I have been locked out of my account multiple times since the news story aired because of creepy trolls like Brian and their relentless reporting.  As recently as last month, Facebook blocked me from posting content for a total of 3 days because I posted a breastfeeding picture of another mom.FromBellyToBreastBan

Now, the inability to post content on Facebook, while frustrating, is not the grand offense.  It is the treatment of women, and the shame associated with our bodies versus the normalcy of breastfeeding.  Nursing mothers have enough struggles just trying to feed our babies.

We do not need the objections, the looks, the stares, the rude photos posted to social media mocking us, the trolls, the reports, the bans, and the nasty messages and comments to go along with the already difficult task of breastfeeding.  Let us feed our babies in peace and comfort.  These are important elements to a healthy breastfeeding relationship.    If pictures of babies breastfeeding bother you, perhaps you need to look inside yourself and question why exactly you find it so objectionable.

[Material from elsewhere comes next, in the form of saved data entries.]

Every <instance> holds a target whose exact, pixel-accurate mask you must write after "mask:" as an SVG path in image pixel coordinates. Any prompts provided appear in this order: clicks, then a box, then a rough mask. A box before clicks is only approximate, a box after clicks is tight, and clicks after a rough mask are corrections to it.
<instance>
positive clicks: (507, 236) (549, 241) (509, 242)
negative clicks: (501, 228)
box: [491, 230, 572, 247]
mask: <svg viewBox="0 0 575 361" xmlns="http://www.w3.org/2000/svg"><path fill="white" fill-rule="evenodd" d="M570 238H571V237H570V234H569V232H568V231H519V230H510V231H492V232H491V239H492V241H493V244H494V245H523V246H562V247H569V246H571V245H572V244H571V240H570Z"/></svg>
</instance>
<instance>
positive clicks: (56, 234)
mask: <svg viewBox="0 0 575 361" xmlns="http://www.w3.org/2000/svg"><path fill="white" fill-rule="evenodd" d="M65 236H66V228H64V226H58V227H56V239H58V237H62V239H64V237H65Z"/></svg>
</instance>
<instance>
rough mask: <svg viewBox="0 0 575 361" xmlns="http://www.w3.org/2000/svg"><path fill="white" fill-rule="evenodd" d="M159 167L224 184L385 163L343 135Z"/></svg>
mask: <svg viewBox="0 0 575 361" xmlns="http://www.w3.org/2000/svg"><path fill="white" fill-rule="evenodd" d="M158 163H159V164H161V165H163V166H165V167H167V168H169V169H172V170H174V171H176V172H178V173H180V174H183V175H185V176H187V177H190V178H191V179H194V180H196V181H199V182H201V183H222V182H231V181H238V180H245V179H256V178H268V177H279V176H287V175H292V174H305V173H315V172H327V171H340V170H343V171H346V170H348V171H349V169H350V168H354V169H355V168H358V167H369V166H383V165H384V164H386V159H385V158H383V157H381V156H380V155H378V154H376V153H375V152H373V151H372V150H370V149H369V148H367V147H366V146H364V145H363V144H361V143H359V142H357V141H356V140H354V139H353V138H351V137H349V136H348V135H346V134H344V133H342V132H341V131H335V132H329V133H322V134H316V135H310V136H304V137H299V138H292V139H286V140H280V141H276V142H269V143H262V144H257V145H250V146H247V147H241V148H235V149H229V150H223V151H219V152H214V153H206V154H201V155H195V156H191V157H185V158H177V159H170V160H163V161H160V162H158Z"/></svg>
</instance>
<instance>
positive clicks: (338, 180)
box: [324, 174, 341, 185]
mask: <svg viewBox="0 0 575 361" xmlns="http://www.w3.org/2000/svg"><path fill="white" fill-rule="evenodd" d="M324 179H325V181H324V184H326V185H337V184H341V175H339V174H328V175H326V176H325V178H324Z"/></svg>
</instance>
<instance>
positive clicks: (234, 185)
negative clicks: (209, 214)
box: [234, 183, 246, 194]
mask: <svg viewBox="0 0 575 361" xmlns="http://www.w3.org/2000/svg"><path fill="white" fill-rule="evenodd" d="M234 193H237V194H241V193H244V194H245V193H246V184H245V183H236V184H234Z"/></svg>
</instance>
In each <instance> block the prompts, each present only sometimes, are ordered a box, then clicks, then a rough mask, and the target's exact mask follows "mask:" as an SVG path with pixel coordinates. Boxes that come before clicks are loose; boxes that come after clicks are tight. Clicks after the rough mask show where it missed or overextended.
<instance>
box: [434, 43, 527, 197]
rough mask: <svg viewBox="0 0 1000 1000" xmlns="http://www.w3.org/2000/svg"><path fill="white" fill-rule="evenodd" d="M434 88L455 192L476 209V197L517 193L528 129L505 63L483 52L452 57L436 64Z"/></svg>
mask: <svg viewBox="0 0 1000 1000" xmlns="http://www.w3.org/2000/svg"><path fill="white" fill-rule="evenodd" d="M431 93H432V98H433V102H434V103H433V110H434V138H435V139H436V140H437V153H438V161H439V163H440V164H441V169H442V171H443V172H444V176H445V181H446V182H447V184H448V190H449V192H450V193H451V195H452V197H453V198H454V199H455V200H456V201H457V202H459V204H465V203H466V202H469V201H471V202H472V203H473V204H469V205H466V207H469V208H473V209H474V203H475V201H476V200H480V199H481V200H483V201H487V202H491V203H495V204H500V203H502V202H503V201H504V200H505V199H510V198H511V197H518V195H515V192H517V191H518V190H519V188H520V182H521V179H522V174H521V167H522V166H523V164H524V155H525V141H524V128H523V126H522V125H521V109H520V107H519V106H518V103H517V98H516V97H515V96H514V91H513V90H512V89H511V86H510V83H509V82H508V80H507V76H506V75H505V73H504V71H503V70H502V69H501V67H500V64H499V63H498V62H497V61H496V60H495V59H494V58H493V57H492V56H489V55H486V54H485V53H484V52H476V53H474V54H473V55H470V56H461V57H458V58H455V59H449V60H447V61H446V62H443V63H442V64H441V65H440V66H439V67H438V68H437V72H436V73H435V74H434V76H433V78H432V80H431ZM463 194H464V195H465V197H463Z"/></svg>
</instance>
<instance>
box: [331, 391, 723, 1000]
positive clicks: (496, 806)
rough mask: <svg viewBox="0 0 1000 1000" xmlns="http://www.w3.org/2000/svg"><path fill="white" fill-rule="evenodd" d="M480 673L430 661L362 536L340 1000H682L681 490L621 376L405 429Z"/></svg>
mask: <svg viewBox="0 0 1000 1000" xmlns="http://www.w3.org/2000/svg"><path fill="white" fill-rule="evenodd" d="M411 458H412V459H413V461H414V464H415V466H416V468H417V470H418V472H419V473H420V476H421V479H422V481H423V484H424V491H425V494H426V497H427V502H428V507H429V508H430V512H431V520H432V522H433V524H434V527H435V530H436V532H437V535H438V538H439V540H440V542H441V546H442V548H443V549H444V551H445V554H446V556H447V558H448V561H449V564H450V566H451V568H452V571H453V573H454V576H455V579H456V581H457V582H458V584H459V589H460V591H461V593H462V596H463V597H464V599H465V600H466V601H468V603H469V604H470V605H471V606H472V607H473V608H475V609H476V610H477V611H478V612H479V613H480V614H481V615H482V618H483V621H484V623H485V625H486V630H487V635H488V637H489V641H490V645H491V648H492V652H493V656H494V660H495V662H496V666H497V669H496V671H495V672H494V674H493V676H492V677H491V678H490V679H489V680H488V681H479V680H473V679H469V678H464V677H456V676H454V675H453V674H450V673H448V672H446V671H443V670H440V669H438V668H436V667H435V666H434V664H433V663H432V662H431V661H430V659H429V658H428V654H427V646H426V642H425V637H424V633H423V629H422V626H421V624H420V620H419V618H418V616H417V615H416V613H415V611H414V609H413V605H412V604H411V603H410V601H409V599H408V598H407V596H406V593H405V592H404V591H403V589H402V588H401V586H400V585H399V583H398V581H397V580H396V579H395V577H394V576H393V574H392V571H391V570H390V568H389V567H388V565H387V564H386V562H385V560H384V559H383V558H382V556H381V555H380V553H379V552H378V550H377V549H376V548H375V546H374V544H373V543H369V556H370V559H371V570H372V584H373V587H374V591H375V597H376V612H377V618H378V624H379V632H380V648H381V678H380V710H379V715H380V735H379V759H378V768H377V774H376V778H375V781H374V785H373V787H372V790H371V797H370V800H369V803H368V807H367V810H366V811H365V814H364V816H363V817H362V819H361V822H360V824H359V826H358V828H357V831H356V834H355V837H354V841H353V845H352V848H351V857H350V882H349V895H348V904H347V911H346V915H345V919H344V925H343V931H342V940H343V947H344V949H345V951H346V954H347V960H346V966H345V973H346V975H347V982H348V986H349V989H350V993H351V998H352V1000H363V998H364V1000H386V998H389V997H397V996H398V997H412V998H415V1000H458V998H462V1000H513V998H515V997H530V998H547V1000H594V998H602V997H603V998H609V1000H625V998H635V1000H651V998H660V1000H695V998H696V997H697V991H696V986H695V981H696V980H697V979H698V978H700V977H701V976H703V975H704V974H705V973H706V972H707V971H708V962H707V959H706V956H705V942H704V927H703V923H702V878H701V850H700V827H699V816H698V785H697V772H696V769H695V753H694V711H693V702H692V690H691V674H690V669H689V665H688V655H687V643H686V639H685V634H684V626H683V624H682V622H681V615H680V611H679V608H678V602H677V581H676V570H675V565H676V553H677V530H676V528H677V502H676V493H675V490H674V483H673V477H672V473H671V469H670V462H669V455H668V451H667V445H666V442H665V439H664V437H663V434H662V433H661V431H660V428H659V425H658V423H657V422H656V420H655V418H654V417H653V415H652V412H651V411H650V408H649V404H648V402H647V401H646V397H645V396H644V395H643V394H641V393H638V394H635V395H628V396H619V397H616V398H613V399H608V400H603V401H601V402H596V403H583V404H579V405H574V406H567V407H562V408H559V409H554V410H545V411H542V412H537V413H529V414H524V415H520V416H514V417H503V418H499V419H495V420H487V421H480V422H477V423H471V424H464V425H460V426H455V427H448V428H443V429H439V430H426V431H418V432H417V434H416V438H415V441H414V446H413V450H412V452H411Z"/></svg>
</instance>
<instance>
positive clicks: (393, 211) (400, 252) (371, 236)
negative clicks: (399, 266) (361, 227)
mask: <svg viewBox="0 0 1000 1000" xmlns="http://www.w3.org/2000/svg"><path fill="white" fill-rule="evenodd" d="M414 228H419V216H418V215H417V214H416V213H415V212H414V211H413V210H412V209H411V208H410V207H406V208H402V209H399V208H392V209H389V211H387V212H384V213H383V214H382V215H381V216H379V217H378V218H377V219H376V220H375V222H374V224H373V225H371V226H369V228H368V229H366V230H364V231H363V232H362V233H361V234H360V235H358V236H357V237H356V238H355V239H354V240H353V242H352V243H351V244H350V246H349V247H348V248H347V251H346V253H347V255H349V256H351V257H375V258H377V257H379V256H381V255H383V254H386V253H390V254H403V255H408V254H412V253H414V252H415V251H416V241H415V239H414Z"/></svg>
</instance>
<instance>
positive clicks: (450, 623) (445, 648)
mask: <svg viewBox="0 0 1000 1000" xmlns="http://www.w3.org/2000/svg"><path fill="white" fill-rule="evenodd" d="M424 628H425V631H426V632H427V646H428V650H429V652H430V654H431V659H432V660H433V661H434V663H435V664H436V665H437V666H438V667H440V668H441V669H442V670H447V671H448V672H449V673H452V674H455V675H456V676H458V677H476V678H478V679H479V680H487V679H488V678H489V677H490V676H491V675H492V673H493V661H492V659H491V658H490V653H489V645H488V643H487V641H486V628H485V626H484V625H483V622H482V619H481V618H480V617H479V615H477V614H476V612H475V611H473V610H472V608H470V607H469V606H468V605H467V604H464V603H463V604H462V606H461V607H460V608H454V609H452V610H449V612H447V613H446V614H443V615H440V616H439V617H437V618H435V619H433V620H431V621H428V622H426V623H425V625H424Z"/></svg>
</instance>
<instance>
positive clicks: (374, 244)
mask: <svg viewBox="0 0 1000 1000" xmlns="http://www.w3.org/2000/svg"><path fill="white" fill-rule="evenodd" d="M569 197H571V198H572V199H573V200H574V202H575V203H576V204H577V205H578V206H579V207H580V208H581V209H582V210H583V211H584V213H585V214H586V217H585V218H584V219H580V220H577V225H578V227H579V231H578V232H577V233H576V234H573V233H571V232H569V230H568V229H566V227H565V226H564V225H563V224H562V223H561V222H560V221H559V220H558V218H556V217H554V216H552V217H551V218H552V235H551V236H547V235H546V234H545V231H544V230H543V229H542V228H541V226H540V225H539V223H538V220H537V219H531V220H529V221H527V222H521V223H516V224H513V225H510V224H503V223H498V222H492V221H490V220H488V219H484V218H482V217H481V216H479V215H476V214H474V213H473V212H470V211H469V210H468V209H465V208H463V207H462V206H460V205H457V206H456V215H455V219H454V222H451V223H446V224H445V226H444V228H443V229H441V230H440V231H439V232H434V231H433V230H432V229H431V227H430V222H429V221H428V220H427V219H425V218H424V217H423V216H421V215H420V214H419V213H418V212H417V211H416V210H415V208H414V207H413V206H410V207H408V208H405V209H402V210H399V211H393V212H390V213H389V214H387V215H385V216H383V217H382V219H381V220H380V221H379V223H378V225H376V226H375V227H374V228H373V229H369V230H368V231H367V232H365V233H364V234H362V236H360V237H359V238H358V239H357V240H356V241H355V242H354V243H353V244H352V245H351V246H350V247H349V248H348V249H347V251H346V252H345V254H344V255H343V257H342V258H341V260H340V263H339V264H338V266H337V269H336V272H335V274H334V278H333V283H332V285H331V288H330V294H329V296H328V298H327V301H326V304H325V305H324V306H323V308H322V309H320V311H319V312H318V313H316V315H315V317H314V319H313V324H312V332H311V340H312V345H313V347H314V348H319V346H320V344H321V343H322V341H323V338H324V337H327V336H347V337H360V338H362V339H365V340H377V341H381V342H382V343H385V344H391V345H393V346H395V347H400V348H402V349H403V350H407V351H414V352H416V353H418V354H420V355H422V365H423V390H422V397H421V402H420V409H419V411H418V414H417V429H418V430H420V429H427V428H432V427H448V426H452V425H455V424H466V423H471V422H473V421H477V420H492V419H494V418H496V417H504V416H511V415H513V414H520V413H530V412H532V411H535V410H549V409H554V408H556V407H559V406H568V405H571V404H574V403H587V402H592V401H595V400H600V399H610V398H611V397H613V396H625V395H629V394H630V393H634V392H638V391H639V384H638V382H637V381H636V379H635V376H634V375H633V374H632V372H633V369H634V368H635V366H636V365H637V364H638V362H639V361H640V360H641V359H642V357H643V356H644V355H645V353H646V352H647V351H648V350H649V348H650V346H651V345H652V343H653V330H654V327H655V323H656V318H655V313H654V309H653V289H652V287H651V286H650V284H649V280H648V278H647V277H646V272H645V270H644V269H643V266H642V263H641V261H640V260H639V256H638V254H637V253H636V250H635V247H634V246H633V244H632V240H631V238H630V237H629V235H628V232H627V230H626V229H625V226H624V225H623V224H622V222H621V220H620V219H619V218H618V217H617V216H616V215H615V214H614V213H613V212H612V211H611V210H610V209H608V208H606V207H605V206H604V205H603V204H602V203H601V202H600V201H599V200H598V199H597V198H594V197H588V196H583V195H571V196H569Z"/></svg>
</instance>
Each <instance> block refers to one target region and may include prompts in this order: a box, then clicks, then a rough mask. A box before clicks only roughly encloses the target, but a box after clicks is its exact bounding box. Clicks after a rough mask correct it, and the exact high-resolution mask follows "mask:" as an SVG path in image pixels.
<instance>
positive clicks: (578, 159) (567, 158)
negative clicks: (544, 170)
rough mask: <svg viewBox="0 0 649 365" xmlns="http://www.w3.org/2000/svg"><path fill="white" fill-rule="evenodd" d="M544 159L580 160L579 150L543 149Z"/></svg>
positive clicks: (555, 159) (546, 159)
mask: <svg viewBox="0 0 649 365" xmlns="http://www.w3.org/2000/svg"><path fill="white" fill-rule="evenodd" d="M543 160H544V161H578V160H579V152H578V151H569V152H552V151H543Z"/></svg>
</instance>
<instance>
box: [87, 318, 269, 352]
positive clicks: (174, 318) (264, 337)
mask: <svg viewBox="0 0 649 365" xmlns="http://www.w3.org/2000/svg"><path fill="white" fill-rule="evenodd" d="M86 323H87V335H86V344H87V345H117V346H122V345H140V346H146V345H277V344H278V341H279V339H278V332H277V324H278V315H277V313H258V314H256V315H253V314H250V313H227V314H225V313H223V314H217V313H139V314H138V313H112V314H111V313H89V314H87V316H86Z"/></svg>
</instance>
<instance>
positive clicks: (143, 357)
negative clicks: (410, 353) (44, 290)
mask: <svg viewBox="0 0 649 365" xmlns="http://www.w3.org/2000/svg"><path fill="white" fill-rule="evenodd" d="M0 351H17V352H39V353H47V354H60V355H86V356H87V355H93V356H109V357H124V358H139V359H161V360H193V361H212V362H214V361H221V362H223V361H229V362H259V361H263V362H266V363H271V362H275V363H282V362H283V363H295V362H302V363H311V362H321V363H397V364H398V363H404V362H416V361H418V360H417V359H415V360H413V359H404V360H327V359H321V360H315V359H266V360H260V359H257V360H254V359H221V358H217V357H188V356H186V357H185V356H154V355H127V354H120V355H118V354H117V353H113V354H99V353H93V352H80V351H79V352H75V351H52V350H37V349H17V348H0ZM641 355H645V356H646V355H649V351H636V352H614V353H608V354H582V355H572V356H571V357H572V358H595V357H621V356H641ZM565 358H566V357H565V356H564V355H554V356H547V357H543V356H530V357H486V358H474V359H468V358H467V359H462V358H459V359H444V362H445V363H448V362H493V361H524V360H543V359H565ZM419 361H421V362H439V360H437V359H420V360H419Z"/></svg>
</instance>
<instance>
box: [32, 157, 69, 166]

Our breastfeeding community is strong.  We will not allow bullies to intimidate us from nurturing our children normally.  We will not be deterred by creeps from posting photos to support, encourage, and normalize breastfeeding.  I reported the private message above to Facebook for harassment, but Facebook denied Brian Watkins’ message violates community standards.  What does it say when ongoing harassment and intimidation do not violate community standards, but a photograph of a woman and child does?

Even if Facebook doesn’t have our backs, nursing mamas have each other’s.  Breastfeeding Mama Talk posted Brian Watkin’s private message to me, and women rallied against his behavior.  We know what harassment is, and we will not tolerate it any longer. We will not be sexually objectified while we nurture our children.  We will not be shamed.

Feeding children can never be “pornographic”, Mr. Watkins, and if seeing a child nursing sexually stimulates you, please seek professional help.